Does Oxford really think that the students their institution is designed to erase spend most of their time worrying about what to wear to yet another meaningless black-tie dinner? Of course these alien details can act as major stressors for working-class students, but the assumption that these might be the apogee of our anxieties only reinforces the cluelessness and privilege from which schemes like this are set up.
Shoving all the working-class kids in a room allows those who comfortably move among the middle classes and beyond to disengage with, and erase, the realities of life for so many working class people attending university. It suggests that the working class has no culture worth learning about, yet we should all be desperately contorting our identities and histories to become palatable to the middle class among us. It absolves the guilt of those who so quietly reinforce class differences by locking away and erasing our realities: realities for myself and many like me which feature a lot of struggle, anxiety, isolation, poverty and demonization, but also humour, love, hard work, friendliness and community, and many more realities worth listening to, and learning about.
Don’t get me wrong, in terms of jobs, learning to “act middle class” was definitely the most financially valuable thing I learned at Cambridge – even writing this I use vocabulary unheard at home or at school, and studies show that employers choose those who are well travelled, well-connected, articulate and well-mannered over those who are more qualified to do the job at hand.
Don’t shove us away together – engage with us. In order for universities to become attractive places for working-class people who might not see the benefit of attending them, institutions need to truly engage with our actual realities and connected needs: proper financial aid which continues through holidays and breaks; helpful forums where our needs are genuinely engaged with and funding to set these up ourselves; school and college outreach that actually makes sense; a platform upon which to be heard, and not shamed, in matters of class and experience; sponsorship that doesn't require us to praise at the altar of Mr. Dreadful White-Alumnus once a term. We need conversations where our background is not treated like an affliction to be cured, but instead celebrated and validated as rich, full and worthy of a seat at a black tie dinner table, or any table for that matter.

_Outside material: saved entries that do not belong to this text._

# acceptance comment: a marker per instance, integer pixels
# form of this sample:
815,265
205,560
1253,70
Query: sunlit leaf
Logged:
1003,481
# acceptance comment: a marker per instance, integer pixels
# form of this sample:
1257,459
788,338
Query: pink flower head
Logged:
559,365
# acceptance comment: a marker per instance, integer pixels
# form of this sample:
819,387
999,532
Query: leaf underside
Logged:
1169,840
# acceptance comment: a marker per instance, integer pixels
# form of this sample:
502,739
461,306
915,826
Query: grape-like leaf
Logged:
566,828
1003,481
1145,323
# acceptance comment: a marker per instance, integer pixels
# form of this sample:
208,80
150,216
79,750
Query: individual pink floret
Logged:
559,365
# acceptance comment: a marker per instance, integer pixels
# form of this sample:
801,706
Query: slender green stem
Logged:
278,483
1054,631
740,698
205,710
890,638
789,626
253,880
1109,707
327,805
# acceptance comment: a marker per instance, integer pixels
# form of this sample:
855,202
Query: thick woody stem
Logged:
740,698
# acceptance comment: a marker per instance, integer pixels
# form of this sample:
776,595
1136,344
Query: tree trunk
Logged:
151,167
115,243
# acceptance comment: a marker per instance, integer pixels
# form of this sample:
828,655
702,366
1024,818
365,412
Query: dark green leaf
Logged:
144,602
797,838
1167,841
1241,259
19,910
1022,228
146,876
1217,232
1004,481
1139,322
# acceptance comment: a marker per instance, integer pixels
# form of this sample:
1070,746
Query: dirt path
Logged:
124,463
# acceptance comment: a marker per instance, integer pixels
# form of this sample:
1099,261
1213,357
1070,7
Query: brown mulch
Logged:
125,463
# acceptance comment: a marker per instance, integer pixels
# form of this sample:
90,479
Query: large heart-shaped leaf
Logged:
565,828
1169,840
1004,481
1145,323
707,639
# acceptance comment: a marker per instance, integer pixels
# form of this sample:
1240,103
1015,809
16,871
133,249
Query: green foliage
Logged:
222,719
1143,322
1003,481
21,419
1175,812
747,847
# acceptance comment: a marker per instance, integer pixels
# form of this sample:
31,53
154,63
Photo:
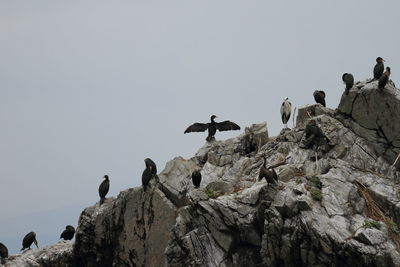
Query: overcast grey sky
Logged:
89,88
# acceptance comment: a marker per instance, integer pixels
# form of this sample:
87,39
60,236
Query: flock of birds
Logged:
150,171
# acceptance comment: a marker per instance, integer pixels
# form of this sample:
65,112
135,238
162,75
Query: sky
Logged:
89,88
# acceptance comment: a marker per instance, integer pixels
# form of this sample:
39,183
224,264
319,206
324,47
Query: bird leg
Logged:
394,163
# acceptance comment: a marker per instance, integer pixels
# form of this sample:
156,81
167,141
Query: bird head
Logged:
379,60
148,164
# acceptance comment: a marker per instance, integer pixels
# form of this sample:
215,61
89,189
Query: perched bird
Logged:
196,178
383,80
379,68
319,97
268,173
3,251
149,172
348,79
286,109
68,233
28,240
212,127
103,189
152,165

Looking back on my time at Cambridge, I wish I’d had the bravery to speak up and out about the realities and differences I experienced growing up. But that, too, takes a lot of energy and self-confidence — something rarely prioritised in a schoolyard where rocks are hurled at you because you’re gay, and a geek, and your parents work to the bone to support a family of six. Instead, the labour must come from others, the ones who don’t have to worry about having the money to make it to the next meal, the ones who spout the Marxist manifesto verbatim and patronise the cashier in the canteen.